The inquiry’s new report makes a series of recommendations including:

  • Victims should be allowed to apply for compensation, rather than waiting to be invited
  • Victims and family members who are seriously ill, older, or who have never received compensation should get priority
  • A series of “injustices” needed to be addressed by, for example, allowing some victims infected with HIV before 1982 to apply for compensation
  • NHS patients who were the victims of medical experimentation should receive extra payments
  • The system as a whole needs to be more transparent with more involvement of those infected and their families

Speaking at Westminster Chapel in central London to survivors and their families after his report was published, Sir Brian said a significant cause of the blood scandal was the belief that authorities knew best and people did not need to be consulted.

He said: “Decisions were made behind closed doors and when things went wrong people weren’t listening.

“It has happened again in the design of the compensation scheme. It will be a travesty to keep repeating these mistakes. People should not be kept at arms’ length.”

Kate Burt, chief executive of the Haemophilia Society, said: “Government’s failure to listen to those at the heart of the contaminated blood scandal has shamefully been exposed by the infected blood inquiry yet again.

“This failure is exhausting, damaging and is stripping this community of its dignity.”

Richard Angell, chief executive of the Terrence Higgins Trust, said: “We work with one family whose young son died three decades ago because of Aids-related illnesses caused by infected blood.
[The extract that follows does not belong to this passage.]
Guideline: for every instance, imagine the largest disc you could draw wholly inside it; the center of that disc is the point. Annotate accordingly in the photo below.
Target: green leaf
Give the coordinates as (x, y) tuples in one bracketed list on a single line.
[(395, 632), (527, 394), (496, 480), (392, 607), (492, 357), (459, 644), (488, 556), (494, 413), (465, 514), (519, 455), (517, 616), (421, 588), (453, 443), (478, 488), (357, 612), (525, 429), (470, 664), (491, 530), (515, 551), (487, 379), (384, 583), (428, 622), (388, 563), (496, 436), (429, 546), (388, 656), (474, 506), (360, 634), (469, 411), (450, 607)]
“His father now has dementia. It shouldn’t be too much for him to receive compensation whilst he can still remember his son.”

Rachel Halford, chief executive of the Hepatitis C trust, said the government had “delayed every action and routinely ignored the voice of the community; as a result, we have a poorly designed compensation scheme that does not reflect the harm done to thousands of people affected.”

Earlier, Cabinet Office minister Nick Thomas-Symonds denied the government was “dragging its heels” over compensation.

He told BBC Radio 4’s Today programme he did not want to impose any further delays after “decades of injustice”.

“We’ve paid out over £488m,” he said, adding that he had been “very open that there are areas that I am willing to look at, listening to the voice of victims”.

Mr Thomas-Symonds later added that the government would quickly work through the recommendations to understand the implications of any changes to the scheme.

“My intention is to provide a further update to the House [of Commons] before summer recess”, he said.